Abby había heredado la personalidad amble y el amor por el arte de su abuela. Esta había usado todo su tiempo en las montañas para escribir canciones, y había aprendido por sí sola cómo soplar vidrio. Su abuelo había adoptado aquel entretenimiento al cabo de poco, y acabó convirtiéndose en un negocio más gracias a la ayuda de Internet. En los últimos seis años Abby se había hecho un nombre a nivel internacional con sus preciosas creaciones.
Edna y Abby pasaron la siguiente media hora poniéndose al día sobre la familia de la primera, que vivía en Sacramento, y sobre los contratos que tenía la segunda con diferentes museos que deseaban exponer su obra. Bo se contentó con tumbarse sobre la alfombra, frente a la chimenea, observando su pelota de tenis.
Al cabo de poco Abby se encontró mirando cómo desaparecía la luz de los faros traseros de la camioneta de Edna según se alejaba por el empinado sendero que llevaba a su hogar.

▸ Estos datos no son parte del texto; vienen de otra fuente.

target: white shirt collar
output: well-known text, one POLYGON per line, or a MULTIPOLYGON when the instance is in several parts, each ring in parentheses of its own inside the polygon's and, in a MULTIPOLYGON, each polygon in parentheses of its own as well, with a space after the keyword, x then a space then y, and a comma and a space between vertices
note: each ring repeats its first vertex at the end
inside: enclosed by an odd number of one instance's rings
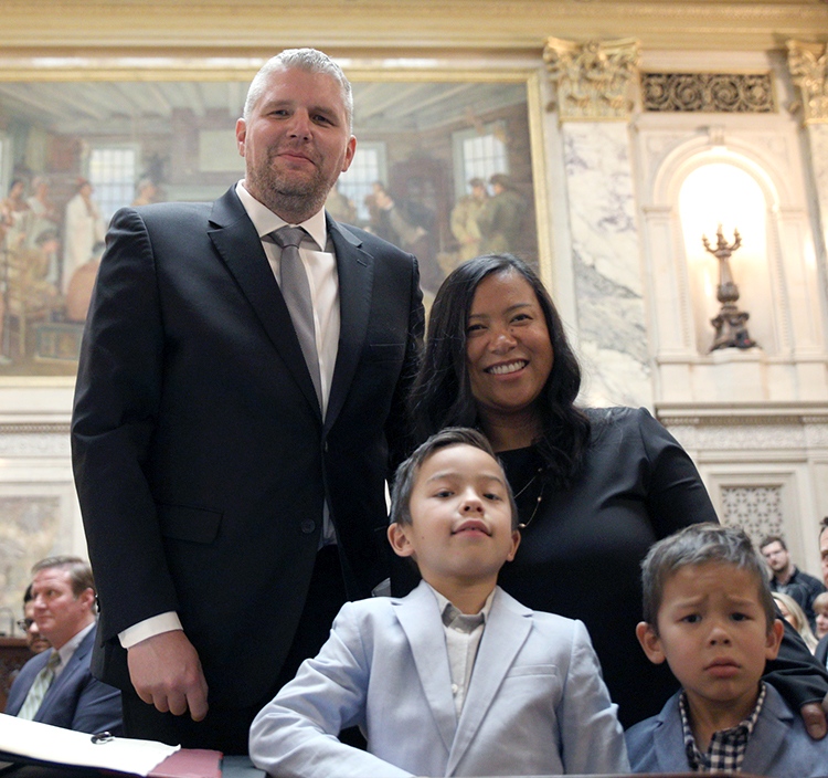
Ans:
MULTIPOLYGON (((426 581, 426 586, 434 592, 434 596, 437 598, 437 606, 439 607, 439 612, 443 614, 443 612, 446 610, 447 604, 454 604, 448 598, 443 597, 428 581, 426 581)), ((480 613, 482 613, 484 619, 489 618, 489 611, 491 610, 491 603, 495 600, 495 592, 497 591, 497 587, 495 587, 490 592, 489 596, 486 598, 486 602, 484 602, 484 607, 480 609, 480 613)), ((455 606, 456 608, 457 606, 455 606)))
MULTIPOLYGON (((256 198, 245 189, 244 179, 236 183, 236 195, 238 195, 238 199, 242 201, 244 210, 247 211, 247 215, 256 228, 259 238, 264 238, 274 230, 278 230, 280 227, 285 227, 285 224, 288 223, 267 208, 267 206, 264 206, 256 200, 256 198)), ((310 219, 307 219, 300 224, 291 224, 291 227, 305 228, 307 233, 316 241, 319 251, 325 251, 328 243, 328 225, 325 221, 323 208, 320 211, 317 211, 310 217, 310 219)))

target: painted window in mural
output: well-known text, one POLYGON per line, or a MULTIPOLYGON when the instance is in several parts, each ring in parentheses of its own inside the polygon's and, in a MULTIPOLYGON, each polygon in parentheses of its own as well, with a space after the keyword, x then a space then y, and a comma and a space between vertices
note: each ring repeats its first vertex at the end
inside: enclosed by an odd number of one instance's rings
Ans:
MULTIPOLYGON (((233 129, 247 83, 0 73, 0 377, 74 374, 119 207, 212 200, 243 177, 233 129)), ((478 253, 537 261, 524 80, 353 90, 358 153, 335 218, 416 254, 426 298, 478 253)))

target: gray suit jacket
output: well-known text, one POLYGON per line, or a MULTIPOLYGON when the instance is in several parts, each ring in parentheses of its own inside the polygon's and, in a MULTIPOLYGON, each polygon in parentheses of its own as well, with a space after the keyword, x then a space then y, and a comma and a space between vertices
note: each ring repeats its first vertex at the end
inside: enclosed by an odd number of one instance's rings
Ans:
MULTIPOLYGON (((35 722, 76 732, 108 729, 113 735, 120 734, 120 692, 94 679, 89 672, 96 630, 93 627, 81 641, 66 666, 49 687, 34 716, 35 722)), ((43 651, 23 665, 9 692, 6 713, 18 715, 34 679, 46 666, 50 653, 51 651, 43 651)))
MULTIPOLYGON (((657 716, 627 730, 629 761, 636 772, 687 772, 677 692, 657 716)), ((828 739, 811 740, 768 683, 765 703, 747 743, 742 771, 767 778, 816 778, 828 775, 828 739)))
POLYGON ((459 721, 434 593, 347 603, 316 659, 258 714, 251 757, 283 777, 626 772, 624 736, 580 621, 497 590, 459 721), (359 725, 369 751, 333 736, 359 725))

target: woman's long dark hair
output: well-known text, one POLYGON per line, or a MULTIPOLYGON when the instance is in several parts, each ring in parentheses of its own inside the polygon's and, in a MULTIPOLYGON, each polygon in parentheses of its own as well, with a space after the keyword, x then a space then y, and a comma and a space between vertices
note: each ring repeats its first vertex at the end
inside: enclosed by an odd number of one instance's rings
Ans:
POLYGON ((428 319, 423 362, 411 393, 414 438, 422 442, 444 427, 479 425, 466 367, 466 328, 477 287, 493 273, 517 273, 526 278, 546 319, 554 358, 538 399, 542 434, 535 444, 551 480, 567 486, 581 469, 590 440, 590 420, 574 404, 581 368, 541 280, 511 254, 487 254, 464 262, 439 287, 428 319))

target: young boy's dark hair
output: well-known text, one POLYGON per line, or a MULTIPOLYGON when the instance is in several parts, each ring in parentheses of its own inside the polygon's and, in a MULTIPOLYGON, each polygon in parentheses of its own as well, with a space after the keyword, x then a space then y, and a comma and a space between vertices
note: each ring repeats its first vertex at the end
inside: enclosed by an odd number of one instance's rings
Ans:
POLYGON ((641 563, 644 620, 658 634, 658 610, 665 584, 679 568, 705 563, 724 563, 746 570, 756 581, 767 629, 776 618, 766 566, 744 530, 720 524, 691 524, 654 545, 641 563))
MULTIPOLYGON (((391 490, 391 515, 389 524, 411 524, 411 493, 414 490, 420 467, 435 451, 445 449, 448 445, 471 445, 475 449, 485 451, 496 462, 500 462, 486 435, 477 430, 467 427, 447 427, 440 432, 433 434, 425 443, 417 446, 414 453, 397 467, 396 475, 394 476, 394 486, 391 490)), ((512 512, 512 529, 517 529, 518 506, 514 503, 514 495, 509 482, 506 480, 506 475, 503 475, 503 482, 509 494, 509 507, 512 512)))

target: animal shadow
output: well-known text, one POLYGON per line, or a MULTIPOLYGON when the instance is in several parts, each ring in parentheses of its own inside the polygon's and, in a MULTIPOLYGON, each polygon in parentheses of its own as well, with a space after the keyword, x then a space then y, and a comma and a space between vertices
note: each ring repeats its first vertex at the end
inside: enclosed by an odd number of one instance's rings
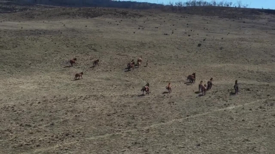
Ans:
POLYGON ((138 97, 144 97, 144 96, 145 96, 145 95, 144 95, 144 94, 140 94, 140 95, 138 95, 138 97))
POLYGON ((186 83, 184 83, 184 84, 185 84, 186 86, 188 86, 188 85, 190 85, 193 84, 192 83, 189 82, 186 82, 186 83))

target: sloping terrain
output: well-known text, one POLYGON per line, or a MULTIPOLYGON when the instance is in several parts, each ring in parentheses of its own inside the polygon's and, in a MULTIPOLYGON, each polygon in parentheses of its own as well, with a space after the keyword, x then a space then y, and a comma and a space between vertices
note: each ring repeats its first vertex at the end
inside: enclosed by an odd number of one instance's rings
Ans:
POLYGON ((1 14, 0 153, 274 154, 275 20, 254 15, 102 8, 1 14), (142 66, 125 72, 140 56, 142 66), (211 77, 201 96, 198 83, 211 77))

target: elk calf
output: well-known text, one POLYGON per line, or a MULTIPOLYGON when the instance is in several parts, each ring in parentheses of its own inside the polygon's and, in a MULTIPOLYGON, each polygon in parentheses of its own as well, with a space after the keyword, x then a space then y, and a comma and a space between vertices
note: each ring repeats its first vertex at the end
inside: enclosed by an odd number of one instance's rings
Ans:
POLYGON ((82 77, 82 75, 83 72, 76 74, 76 75, 74 75, 74 79, 76 80, 78 77, 78 79, 80 79, 80 77, 81 77, 81 78, 83 79, 83 78, 82 77))

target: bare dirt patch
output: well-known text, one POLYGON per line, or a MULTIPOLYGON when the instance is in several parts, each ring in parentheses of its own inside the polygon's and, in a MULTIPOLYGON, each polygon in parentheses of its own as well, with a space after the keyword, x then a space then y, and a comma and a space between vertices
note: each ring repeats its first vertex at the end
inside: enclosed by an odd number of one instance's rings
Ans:
POLYGON ((0 16, 1 153, 274 153, 272 16, 48 9, 0 16))

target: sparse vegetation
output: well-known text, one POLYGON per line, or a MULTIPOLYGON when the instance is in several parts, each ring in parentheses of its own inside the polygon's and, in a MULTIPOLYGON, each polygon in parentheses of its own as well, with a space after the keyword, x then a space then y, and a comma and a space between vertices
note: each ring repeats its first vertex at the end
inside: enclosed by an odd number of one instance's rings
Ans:
POLYGON ((256 23, 246 16, 258 11, 224 7, 170 5, 164 13, 30 5, 34 10, 0 16, 0 151, 272 154, 266 147, 273 142, 265 139, 275 117, 273 15, 255 15, 256 23), (243 19, 205 16, 226 14, 243 19), (142 55, 139 68, 122 72, 142 55), (73 58, 77 64, 63 67, 73 58), (73 80, 82 71, 84 79, 73 80), (194 72, 196 84, 184 84, 194 72), (200 81, 212 77, 206 96, 196 93, 200 81), (140 96, 147 81, 152 93, 140 96), (170 81, 173 92, 163 93, 170 81))

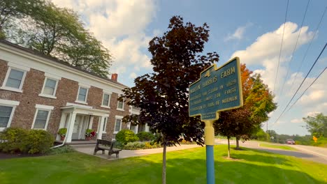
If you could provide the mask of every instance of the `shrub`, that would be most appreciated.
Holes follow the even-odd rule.
[[[0,139],[3,142],[0,144],[0,151],[4,153],[25,152],[25,137],[27,137],[27,130],[18,128],[8,128],[0,135]]]
[[[54,139],[43,130],[8,128],[1,134],[0,149],[5,153],[44,153],[53,145]]]
[[[29,130],[25,141],[28,153],[44,153],[52,146],[54,139],[45,130]]]
[[[140,132],[136,135],[140,141],[152,141],[154,139],[154,135],[150,132]]]
[[[152,145],[150,142],[145,141],[134,141],[129,142],[124,145],[122,148],[125,150],[137,150],[137,149],[150,149],[150,148],[161,148],[161,146],[159,144],[154,144]]]
[[[134,132],[130,130],[122,130],[116,135],[116,140],[122,144],[138,141],[138,137]]]
[[[58,131],[58,135],[60,135],[60,137],[65,137],[66,133],[67,133],[67,128],[61,128]]]

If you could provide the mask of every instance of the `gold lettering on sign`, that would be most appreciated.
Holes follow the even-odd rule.
[[[228,103],[230,102],[238,100],[238,96],[228,97],[221,100],[222,103]]]
[[[228,75],[231,75],[232,74],[235,73],[235,66],[231,68],[228,68],[227,70],[226,70],[224,72],[221,72],[221,73],[220,74],[220,77],[222,79],[222,78],[225,78],[226,77],[228,76]]]
[[[205,87],[205,86],[207,86],[208,85],[210,85],[210,84],[212,84],[212,83],[214,83],[214,82],[217,82],[217,76],[215,76],[215,77],[211,77],[211,78],[210,78],[209,79],[208,79],[208,80],[203,82],[202,83],[202,86],[203,86],[203,87]]]

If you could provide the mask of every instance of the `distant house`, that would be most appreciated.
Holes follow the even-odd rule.
[[[67,128],[66,142],[84,139],[86,129],[96,138],[115,139],[122,129],[145,126],[123,123],[139,111],[117,100],[126,86],[71,66],[6,40],[0,40],[0,132],[8,127],[45,130],[57,135]],[[96,139],[96,138],[94,138]]]

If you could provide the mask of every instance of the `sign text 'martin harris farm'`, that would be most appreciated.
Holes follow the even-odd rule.
[[[189,86],[189,116],[215,120],[217,113],[243,105],[240,60],[233,59],[220,68],[214,64]]]

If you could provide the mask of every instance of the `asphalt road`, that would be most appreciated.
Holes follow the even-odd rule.
[[[235,140],[231,140],[231,144],[235,145],[235,142],[236,141]],[[217,144],[227,144],[227,140],[216,139],[215,143]],[[245,143],[240,141],[240,146],[242,147],[255,148],[285,155],[294,156],[296,158],[327,164],[327,148],[303,145],[288,146],[293,147],[294,148],[297,149],[297,151],[286,151],[277,148],[261,147],[259,146],[259,142],[255,141],[245,141]]]

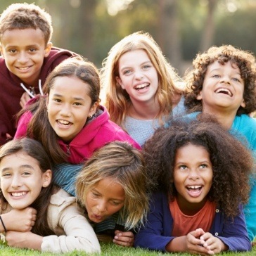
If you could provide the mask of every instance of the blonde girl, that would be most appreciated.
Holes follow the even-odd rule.
[[[132,231],[143,223],[148,207],[144,165],[141,152],[121,141],[109,143],[87,162],[77,179],[76,194],[97,235],[133,245]]]
[[[114,45],[101,75],[101,98],[111,120],[141,146],[172,113],[184,110],[181,79],[148,33],[133,33]]]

Llamó a Bo para que volviera cuando este intentó seguir la camioneta, y se rio cuando el perro empezó a correr de un lado a otro, intentando decidir con quién quería quedarse. Solo hizo falta la promesa de algo de comida para conseguir que volviera a subir corriendo los escalones de la cabaña y se adentrase en su cálido interior.